First, I gave another degree of freedom to the monotonic function I'm using in lieu of sorting, to obtain the rank. Instead of simply est_rank = bmetric
, I'm now using est_rank = m×bmetric
. Typical values are m ≈ 0.5, b ≈ 1.46.
Second, I'm omitting the error for the ratio 1/1 from the sum of squared errors that the Solver is told to minimise.
When I do both of those things, Excel finds a minimum at (k=0.644, a=0.671, y=0.866, s=0.201). When I do an actual sort with those values, I get sum of squares = 0.006612407, showing that your values are better (k=0.66, a=0.62, y=0.858, s=0.192).
I now trust your optimisations.
So how much worse is the minimum sum-of-squares if we force s=0, or y=1, or both? And what are the optimum values of the other coefficients in those 3 cases?
You earlier claimed:
cmloegcmluin wrote: ↑
Mon Jun 29, 2020 6:16 am
Without using sopf at all, the best fit I can find is 0.006905116251199162 (k=0.397, a=0.872, s=0, u=0.168, z=-1, cut-off-point=80).
But this was with usages of "s" and "u" swapped, so this should be what we would now call (k=0.397, a=0.872, y=1, s=0.168). But when I put in those values, and do the actual sort, I get sum-of-squares 0.02022529. Nearly three times what you claimed.

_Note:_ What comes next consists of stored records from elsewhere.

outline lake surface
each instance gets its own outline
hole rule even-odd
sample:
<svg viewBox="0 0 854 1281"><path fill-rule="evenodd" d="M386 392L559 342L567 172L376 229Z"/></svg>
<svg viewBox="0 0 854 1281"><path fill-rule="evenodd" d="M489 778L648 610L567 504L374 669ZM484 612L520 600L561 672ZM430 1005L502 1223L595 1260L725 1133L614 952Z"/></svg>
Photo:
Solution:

When I use the Solver (with my rankifying function instead of a sort), with y fixed at 1, I get a minimum at a very different place, namely (k=0.711, a=0.686, y=1, s=0.324). And when I apply a sort to this, I get sum-of-squares 0.007801175.
I similarly get (k=0.641, a=0.878, y=0.825, s=0) with sum-of-squares 0.009200898,
and (k=0.744, a=1.041, y=1, s=0) with sum-of-squares 0.008898435.

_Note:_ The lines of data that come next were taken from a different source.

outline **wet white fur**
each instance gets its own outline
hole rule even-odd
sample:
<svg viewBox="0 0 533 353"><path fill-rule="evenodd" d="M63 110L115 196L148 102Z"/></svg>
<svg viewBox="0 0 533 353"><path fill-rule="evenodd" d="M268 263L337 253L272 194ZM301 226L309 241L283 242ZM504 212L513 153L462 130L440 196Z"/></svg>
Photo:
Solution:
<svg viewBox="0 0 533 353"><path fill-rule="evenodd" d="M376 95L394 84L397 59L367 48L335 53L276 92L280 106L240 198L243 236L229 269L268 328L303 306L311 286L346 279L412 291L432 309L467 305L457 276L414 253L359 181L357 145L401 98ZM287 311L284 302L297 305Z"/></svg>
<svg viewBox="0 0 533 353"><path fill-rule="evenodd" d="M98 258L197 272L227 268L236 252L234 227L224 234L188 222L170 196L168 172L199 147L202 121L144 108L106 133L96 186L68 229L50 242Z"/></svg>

I note that good-old-fashioned sopfr(n*d) alone (i.e. k=1, a=1, y=1, s=0) has sum-of-squares 0.011375524. That's almost double what we get for (k=0.66, a=0.62, y=0.858, s=0.192), sum-of-squares 0.005710402.
The case of maximally-negative correlation (ranks exactly reversed) gives sum-of-squares 3.019814879. Randomly shuffled ranks (near zero correlation) seem to give sum-of-squares around 2.5.